When our third daughter was in kindergarten, her friends often would get off the bus with her at noon and have lunch at our house. One spring day when our five-year-old neighbor Grant joined her for his favorite peanut butter sandwich, the two of them asked me to read them a story. The Beginner’s Bible was sitting on the couch, so I began to read them the Easter story.
At one point, Grant jumped up and exclaimed, “I had NO idea Jesus had anything to do with Easter!”
Lent precedes Easter as advent precedes the Nativity, a time of getting ready for what is coming, not just to decorate with bunnies and chocolate eggs, but preparing our hearts. Lent is the fast before the feast. And empowers us to show up differently to the Easter celebration. Not going through religious motions, but moving spiritually toward a deeper understanding of who Jesus is and what He has done.
The question perhaps is not what are you giving up for Lent? But what is God forming in me through this?
Lent is commonly known as a season of abstaining, when indeed it is the opposite. It enriches.
“Christians have always looked to suffering not only as a place of pain, but as a place of meeting God. Suffering does not merely happen to us. It works in us,” states Tish Harrison Warren in her book Prayer In The Night.

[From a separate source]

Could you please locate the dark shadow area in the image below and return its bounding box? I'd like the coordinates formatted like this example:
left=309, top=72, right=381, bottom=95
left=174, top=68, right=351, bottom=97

What if for Lent we fast or give up, not something we like or dislike, but something that has a strong hold on us? What if for 40 days we gave up anxiety and fear? What if we obeyed God’s most repeated commandment, Fear not. I am with you. Be anxious for nothing. What if I fast from those things?
Oh, I can come up with a long list of excuses not to. But I need to realize that anxiety and fear are not my friends. They are not welcome here. And they keep me from trusting God.
Ann Voskamp writes in her book The Broken Way, “I don’t know how to smooth out angst or stress or worry, but I know you either leave your worries with God … or your worries will make you leave God.”
But if I decide to refrain/give up/relinquish anxiety and fear for Lent, what do I replace it with? That dynamic duo is firmly lodged in my practices and won’t easily let go.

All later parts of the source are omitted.